Auch das ist mit dem Programm möglich.


----------



## Wildcard (15. Dez 2004)

Find ich ne gute Idee.
Kann man vieleicht irgendwo bei FAQ oder so unterbringen.
Werden dir bestimmt einige Leute sehr dankbar sein.  :toll:


----------



## Bleiglanz (15. Dez 2004)

wie wärs mit

java.util.Collections.shuffle(List list)


----------



## Reality (15. Dez 2004)

L-ectron-X hat gesagt.:
			
		

> Zwar deckt sie nur den Integer-Bereich ab, aber das sollte für viele Anwendungsgebiete ausreichen.

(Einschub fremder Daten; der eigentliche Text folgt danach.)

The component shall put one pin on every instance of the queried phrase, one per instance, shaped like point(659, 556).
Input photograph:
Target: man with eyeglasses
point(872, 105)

Hier wären Generics wieder gut, was du ja nicht so magst. 

Liebe Grüße
Reality


----------



## L-ectron-X (15. Dez 2004)

hehe, ja (noch) nicht so sehr.
Aber vielleicht schreibst Du ja mal ein passendes Beispiel. So kann ich ja auch noch was lernen. :wink:


----------



## Reality (15. Dez 2004)

He, nö. Bin doch (noch) nicht so gut darin. 
Weiss nur, dass man class Bla<T extends Number> machen muss, damit das auch eine Number-Klasse wie Integer oder Double sein muss, die instantiiert wird.

Liebe Grüße
Reality


----------